Paul Werbos holds degrees from Harvard and the London School of Economics in economics international political systems, applied mathematics with a major in quantum physics and a minor in decision and control, and applied mathematics with an interdisciplinary PhD thesis. He taught courses at Maryland in quantitative methods and global futures and performed research in intelligent systems for policy application. He worked at the Department of Energy evaluating and developing a wide range of energy forecasting models. In 1989 he joined NSF as a program director in the ECS Division with emphasis on Neuroengineering. Within the NSF Knowledge Modeling and Computational Intelligence area, his main goal is to maximize the development and dissemination of step-by-step advances in systems design that will lead to an understanding and replication of the general kind of learning-based intelligence.

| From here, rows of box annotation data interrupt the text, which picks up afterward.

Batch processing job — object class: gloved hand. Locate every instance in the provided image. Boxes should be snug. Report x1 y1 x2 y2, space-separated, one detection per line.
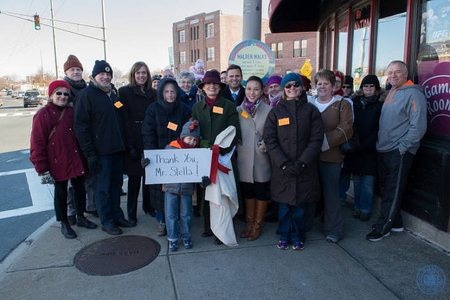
87 155 102 175
128 145 139 159
39 171 55 184
141 157 150 169
200 176 211 188
199 140 211 148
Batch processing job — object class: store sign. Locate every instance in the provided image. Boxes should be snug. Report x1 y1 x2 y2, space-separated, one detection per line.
422 75 450 136
144 149 212 184
228 40 275 85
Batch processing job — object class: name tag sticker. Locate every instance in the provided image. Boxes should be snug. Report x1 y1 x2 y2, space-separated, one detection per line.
278 118 289 126
167 122 178 131
213 106 223 115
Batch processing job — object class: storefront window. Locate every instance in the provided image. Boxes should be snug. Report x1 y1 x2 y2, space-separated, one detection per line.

Hans-Jürgen Zimmermann is Professor Emeritus at the Aachen Institute of Technology and Scientific Director of the European Laboratory for Intelligent Techniques Engineering. He holds honorary doctorate degrees from the Free University of Brussels and the Abo Akademi University, Finland. He has been actively pursuing research in fuzzy set theory and its applications since 1972. His current research interests include fuzzy mathematical programming, fuzzy control, fuzzy expert systems, fuzzy data analysis, and their application to various areas, such as, strategic planning, managerial decision making, and concurrent engineering. He supervises industrial projects in which these methods are applied to industrial problems. He is also responsible for two software houses engaged in operations research and intelligent software solutions.